Rappelons, pour commencer, que les pays d’Afrique qui se rapprochent le plus de nos standards en matière de modes de vie (c’est-à-dire qui se sédentarisent, tendent à manger comme nous le faisons, à faire moins de sport ou en tout cas à moins bouger qu’auparavant) rejoignent aussi des profils de cancers comparables aux nôtres. La question de l’hygiène de vie est donc importante pour prévenir la propagation des cancers.

Pour limiter le mal, il va falloir développer nos méthodes d’éducation et de prévention : apprendre à faire davantage de sport à l’école, enseigner les rudiments du bien manger, par exemple. Tout cela est important.

Si l’on dit que 40% des cancers sont évitables, il faut aussi rappeler que 80% des maladies cardio-vasculaires le sont aussi.

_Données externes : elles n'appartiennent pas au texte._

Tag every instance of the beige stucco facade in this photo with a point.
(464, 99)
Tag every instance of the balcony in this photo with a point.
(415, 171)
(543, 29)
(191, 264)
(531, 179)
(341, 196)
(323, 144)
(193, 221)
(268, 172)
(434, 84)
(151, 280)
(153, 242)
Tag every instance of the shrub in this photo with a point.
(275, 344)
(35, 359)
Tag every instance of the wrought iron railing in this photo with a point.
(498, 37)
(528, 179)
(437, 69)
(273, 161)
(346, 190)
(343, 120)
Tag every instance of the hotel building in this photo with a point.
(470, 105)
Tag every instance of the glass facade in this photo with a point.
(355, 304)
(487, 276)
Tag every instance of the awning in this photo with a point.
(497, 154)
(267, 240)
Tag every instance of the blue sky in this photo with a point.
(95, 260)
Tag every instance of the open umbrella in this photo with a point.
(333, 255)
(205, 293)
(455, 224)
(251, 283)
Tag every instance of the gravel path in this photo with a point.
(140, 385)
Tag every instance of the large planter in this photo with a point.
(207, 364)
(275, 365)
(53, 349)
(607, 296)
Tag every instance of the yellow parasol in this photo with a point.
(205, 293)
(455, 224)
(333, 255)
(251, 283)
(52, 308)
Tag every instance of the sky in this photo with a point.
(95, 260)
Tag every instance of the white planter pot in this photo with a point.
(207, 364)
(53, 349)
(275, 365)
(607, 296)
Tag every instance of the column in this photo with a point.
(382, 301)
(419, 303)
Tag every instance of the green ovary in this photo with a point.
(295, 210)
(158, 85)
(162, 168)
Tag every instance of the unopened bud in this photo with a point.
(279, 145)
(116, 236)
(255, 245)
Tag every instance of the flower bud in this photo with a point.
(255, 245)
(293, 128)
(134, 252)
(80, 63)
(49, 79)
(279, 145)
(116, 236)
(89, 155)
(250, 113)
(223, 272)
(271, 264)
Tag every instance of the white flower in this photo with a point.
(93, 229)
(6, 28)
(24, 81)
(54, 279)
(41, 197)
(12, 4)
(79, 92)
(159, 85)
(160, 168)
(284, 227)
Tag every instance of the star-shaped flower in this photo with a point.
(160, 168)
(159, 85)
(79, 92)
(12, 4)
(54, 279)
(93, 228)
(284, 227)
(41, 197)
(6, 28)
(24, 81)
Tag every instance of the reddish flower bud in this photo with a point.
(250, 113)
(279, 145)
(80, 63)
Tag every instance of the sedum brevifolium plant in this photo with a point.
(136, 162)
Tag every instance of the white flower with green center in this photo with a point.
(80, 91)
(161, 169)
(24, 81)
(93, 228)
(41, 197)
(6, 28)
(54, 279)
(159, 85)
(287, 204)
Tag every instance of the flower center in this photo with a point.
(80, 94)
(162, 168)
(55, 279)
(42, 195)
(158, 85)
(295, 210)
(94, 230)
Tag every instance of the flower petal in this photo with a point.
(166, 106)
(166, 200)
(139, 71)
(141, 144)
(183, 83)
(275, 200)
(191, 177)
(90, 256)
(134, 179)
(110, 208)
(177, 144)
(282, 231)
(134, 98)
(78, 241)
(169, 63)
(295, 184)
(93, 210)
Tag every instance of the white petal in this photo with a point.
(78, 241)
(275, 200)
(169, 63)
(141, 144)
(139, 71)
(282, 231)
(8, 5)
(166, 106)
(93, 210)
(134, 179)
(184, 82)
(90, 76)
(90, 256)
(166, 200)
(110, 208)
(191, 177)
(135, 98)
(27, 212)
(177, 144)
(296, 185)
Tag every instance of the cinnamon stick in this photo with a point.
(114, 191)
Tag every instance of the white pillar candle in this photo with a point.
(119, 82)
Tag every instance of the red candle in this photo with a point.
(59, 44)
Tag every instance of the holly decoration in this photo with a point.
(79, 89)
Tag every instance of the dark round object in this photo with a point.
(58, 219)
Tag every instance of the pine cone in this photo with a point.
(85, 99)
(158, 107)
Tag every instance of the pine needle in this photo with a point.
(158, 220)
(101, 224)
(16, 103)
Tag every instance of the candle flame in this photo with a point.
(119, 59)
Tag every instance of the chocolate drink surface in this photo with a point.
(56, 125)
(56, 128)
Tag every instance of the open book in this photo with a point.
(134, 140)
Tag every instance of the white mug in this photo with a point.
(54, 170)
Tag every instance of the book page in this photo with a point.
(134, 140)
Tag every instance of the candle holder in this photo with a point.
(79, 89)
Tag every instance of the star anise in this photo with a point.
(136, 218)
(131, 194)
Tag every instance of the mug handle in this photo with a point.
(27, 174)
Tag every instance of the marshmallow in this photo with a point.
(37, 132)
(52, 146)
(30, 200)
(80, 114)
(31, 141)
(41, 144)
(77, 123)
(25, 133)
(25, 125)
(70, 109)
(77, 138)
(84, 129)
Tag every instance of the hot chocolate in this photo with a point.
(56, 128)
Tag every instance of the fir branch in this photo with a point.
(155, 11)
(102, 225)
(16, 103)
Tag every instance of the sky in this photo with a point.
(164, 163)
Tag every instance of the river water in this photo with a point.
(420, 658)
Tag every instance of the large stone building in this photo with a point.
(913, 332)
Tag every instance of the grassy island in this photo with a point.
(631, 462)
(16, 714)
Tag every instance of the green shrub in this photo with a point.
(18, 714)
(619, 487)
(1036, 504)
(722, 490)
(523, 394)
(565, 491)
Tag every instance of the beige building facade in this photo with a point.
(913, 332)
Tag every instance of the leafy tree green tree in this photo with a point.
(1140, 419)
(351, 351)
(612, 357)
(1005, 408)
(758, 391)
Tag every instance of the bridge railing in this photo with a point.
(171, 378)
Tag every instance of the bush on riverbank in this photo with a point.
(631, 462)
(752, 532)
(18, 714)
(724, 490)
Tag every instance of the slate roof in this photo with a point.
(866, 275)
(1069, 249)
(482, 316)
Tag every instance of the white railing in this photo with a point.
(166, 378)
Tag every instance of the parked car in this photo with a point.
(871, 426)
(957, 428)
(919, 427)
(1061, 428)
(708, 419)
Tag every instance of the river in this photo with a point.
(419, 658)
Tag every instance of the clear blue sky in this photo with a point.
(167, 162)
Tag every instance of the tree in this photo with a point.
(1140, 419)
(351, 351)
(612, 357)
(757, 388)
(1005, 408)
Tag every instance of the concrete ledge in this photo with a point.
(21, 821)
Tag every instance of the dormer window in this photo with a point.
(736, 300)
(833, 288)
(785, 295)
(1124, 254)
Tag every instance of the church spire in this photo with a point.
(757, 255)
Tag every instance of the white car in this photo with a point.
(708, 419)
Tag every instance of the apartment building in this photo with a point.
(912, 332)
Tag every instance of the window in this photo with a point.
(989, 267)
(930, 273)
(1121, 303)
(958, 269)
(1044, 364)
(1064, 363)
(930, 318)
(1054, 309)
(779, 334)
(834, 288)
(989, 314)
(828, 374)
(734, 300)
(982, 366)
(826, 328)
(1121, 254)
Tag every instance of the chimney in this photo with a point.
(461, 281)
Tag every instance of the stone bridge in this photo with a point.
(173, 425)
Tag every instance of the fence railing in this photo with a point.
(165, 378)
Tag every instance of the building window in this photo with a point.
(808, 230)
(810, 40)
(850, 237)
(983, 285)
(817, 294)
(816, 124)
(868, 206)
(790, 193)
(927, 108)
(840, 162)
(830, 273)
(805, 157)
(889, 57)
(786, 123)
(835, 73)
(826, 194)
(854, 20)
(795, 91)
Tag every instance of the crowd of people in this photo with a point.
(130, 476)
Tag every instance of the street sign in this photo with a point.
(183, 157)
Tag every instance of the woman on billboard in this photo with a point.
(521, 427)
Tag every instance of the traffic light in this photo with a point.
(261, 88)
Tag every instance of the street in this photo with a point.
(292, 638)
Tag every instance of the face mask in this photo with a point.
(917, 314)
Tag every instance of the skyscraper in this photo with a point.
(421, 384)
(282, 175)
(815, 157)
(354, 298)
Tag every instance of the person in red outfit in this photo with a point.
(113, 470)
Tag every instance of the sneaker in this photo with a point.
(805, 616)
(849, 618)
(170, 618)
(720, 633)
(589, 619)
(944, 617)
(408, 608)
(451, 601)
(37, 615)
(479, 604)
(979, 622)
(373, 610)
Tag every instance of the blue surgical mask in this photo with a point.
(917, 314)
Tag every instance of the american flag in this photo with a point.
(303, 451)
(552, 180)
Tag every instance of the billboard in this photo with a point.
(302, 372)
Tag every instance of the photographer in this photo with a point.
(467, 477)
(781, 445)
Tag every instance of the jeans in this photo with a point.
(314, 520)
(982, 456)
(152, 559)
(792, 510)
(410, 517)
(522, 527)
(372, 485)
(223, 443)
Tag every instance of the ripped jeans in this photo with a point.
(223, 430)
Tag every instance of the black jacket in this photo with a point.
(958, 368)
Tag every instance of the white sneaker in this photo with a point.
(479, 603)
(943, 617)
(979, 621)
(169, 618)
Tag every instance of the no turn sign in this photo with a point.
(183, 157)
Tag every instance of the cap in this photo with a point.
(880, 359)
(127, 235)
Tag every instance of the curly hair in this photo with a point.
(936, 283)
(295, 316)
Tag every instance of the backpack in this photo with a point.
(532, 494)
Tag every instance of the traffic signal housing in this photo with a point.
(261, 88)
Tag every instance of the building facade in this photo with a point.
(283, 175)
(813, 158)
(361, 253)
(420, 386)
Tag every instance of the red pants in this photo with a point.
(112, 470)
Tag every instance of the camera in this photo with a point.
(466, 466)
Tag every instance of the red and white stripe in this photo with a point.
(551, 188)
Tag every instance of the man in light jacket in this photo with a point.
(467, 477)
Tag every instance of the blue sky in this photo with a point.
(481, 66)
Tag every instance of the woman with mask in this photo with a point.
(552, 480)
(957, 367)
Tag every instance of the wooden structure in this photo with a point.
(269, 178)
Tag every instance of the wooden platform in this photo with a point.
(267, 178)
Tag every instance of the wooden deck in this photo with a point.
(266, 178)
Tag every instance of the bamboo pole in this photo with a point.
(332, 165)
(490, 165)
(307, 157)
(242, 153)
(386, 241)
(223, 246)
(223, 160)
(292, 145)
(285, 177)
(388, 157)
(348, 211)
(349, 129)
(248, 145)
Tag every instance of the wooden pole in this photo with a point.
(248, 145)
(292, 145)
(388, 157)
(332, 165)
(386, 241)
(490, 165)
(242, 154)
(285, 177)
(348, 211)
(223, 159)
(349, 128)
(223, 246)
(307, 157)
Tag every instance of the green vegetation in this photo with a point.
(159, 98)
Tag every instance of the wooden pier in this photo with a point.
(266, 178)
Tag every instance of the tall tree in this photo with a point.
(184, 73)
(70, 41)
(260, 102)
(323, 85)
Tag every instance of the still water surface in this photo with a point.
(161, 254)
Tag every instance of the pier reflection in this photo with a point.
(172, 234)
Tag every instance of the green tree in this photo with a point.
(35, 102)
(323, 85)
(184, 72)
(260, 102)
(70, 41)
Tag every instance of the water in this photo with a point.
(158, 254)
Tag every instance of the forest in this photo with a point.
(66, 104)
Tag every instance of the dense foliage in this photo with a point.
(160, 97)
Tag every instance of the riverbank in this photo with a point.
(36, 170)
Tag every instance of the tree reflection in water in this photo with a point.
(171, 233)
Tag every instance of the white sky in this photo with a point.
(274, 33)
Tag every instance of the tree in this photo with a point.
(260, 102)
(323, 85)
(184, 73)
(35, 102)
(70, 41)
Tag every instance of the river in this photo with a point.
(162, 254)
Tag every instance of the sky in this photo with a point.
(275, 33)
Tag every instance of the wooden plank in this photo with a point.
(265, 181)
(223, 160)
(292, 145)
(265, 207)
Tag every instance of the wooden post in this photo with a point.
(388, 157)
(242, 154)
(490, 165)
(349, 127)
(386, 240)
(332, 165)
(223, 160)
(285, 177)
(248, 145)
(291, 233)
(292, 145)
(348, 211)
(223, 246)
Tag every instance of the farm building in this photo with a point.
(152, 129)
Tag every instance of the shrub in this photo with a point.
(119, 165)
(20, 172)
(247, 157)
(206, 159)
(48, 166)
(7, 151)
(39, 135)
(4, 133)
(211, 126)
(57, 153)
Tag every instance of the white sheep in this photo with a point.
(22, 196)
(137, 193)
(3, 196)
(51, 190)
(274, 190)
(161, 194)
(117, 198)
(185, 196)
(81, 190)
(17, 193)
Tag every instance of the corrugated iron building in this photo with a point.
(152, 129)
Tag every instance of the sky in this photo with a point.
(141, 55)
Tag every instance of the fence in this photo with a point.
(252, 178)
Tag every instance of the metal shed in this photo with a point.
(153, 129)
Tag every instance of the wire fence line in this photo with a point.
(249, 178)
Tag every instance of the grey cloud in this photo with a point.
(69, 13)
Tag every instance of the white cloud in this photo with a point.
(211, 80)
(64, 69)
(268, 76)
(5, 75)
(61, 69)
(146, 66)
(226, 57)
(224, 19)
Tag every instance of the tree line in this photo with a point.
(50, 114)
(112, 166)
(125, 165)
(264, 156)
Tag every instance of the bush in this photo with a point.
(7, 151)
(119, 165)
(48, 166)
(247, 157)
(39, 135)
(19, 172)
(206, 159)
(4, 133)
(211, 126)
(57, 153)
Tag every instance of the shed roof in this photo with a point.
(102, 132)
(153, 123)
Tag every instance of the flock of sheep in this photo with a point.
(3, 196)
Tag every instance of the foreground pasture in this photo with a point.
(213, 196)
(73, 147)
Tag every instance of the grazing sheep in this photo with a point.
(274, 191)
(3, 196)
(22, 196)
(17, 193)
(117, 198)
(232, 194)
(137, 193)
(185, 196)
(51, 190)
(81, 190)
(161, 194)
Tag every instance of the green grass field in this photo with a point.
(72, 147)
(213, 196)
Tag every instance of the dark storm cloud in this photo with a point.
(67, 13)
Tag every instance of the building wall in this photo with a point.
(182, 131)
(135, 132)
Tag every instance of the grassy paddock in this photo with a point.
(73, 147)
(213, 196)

Moins de 3% de nos budgets sont alloués à la prévention… Le plaidoyer évident, c’est donc d’investir dans la recherche, dans la prévention dans l’éducation. C’est aussi une question de politique, faire preuve de proactivité.

Les réflexions, pour l’heure, vont bon cours. La prise de conscience est bonne.

Le docteur Alain Toledano est président et co-fondateur de l'Institut Raphaël.